Protokoll der Sitzung vom 24.06.2004

Das Wort hat jetzt der Abgeordnete Herr Glawe von der Fraktion der CDU.

Sehr geehrte Frau Präsidentin! Sehr geehrte Kolleginnen und Kollegen!

(Beifall Wolfgang Riemann, CDU – Vizepräsident Andreas Bluhm übernimmt den Vorsitz.)

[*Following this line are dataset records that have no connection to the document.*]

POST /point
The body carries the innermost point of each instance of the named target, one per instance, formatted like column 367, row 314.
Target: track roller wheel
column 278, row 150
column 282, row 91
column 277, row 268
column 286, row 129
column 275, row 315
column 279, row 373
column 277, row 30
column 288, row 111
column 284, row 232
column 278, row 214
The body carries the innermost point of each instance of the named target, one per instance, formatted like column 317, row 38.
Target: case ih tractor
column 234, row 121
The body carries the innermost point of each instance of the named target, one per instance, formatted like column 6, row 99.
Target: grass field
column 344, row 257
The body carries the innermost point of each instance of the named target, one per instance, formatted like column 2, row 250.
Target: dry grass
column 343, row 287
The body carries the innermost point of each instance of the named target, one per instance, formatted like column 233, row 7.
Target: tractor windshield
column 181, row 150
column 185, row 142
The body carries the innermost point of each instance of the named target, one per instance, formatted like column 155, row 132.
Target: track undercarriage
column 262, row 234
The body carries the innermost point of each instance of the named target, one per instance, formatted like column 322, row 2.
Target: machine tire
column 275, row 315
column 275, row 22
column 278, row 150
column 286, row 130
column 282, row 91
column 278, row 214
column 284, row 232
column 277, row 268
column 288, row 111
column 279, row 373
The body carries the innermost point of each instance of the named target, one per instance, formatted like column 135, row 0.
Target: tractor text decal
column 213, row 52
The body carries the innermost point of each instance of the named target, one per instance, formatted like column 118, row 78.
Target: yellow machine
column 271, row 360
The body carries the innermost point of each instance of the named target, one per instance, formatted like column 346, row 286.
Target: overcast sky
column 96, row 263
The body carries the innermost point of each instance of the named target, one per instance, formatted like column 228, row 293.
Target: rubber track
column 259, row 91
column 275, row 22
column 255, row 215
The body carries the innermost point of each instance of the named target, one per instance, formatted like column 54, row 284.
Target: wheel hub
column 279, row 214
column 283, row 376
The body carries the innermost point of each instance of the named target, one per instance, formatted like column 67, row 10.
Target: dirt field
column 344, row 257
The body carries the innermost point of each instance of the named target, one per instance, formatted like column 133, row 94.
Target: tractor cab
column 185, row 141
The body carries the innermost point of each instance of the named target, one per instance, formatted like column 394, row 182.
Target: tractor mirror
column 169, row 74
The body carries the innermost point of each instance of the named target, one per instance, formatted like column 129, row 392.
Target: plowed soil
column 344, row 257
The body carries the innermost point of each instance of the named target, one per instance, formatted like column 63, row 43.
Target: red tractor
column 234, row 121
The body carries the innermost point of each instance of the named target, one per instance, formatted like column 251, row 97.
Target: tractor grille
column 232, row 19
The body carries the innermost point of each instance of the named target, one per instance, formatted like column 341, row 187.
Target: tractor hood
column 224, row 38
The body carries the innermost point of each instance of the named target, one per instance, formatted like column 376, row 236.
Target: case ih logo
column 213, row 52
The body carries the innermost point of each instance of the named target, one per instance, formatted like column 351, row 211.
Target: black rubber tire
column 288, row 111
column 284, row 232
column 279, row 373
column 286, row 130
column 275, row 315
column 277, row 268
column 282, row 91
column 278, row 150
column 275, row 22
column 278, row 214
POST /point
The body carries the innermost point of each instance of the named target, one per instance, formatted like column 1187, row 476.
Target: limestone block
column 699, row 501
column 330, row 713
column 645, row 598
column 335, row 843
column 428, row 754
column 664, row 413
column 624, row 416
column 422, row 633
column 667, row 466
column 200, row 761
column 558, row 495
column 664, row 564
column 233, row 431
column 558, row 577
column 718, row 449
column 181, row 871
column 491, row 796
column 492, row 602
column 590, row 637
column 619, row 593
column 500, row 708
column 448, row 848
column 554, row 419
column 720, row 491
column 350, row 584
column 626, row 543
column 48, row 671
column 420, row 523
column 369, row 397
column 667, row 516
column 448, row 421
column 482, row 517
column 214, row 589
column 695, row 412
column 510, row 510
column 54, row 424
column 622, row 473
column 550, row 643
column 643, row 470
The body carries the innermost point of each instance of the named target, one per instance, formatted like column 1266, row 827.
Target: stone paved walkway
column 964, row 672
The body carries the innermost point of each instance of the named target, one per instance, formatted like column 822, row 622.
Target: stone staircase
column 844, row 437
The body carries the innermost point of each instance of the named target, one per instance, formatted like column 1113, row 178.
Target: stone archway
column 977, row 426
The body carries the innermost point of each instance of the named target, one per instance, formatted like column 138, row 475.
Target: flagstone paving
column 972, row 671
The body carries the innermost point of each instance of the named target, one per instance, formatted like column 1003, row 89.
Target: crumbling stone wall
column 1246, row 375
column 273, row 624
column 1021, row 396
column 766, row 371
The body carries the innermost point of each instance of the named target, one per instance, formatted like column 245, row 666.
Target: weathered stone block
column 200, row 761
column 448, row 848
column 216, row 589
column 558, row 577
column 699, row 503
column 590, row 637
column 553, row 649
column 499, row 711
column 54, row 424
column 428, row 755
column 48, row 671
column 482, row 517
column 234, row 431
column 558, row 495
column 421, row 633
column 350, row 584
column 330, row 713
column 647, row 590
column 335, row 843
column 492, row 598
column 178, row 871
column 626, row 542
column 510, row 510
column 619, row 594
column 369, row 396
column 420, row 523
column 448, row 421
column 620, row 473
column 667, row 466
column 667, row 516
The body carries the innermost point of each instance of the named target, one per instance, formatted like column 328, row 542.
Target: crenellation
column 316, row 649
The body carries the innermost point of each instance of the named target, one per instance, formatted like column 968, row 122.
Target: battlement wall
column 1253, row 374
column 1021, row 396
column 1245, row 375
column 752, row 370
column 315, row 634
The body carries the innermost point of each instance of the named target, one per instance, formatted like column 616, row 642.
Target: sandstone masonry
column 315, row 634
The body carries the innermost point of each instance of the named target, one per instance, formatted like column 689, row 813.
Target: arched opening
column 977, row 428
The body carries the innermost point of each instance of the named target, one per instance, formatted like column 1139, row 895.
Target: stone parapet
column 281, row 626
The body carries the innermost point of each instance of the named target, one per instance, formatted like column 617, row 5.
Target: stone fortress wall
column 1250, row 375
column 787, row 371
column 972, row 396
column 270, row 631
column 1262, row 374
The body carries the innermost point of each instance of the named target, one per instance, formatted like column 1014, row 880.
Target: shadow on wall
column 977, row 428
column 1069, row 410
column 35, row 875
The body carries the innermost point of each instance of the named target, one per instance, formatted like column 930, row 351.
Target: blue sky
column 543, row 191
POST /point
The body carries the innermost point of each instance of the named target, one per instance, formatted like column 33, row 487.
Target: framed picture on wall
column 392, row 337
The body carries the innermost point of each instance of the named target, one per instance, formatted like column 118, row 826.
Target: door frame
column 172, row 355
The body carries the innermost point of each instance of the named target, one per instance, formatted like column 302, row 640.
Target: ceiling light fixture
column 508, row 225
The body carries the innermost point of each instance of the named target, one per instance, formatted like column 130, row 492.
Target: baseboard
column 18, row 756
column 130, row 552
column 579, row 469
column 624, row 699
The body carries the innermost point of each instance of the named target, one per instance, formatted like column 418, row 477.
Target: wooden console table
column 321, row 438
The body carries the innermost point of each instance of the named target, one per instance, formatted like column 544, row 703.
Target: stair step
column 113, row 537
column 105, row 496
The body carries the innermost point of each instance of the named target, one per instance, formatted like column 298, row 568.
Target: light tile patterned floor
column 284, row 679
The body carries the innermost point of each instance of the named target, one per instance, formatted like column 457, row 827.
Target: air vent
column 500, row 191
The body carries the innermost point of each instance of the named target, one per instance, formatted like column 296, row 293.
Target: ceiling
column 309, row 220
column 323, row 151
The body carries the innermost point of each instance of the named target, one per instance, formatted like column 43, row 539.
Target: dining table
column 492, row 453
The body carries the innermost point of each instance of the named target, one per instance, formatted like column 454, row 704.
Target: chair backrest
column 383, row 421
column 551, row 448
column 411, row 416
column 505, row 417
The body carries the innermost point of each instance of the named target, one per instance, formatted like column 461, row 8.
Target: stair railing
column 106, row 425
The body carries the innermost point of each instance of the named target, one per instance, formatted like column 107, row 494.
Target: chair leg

Die Stärkung von Disease-Management-Programmen in Mecklenburg-Vorpommern, denke ich, ist eine wichtige Aufgabe. Sie soll ja dazu führen, dass es vor allen Dingen den chronisch Kranken besser geht. Vor allen Dingen geht es darum, das, was im Jahr 2001 beschlossen wurde, die Chroniker-Programme für Disease-Management-Programme und im RSA zu vernetzen, umzusetzen. Diese leitlinienorientierten Behandlungsprogramme sollen gleichzeitig die Behandlungsqualität verbessern und sie sozusagen auf die weiteren Dinge, die durch die Gesundheitsreform auf den Weg gebracht sind, vorbereiten.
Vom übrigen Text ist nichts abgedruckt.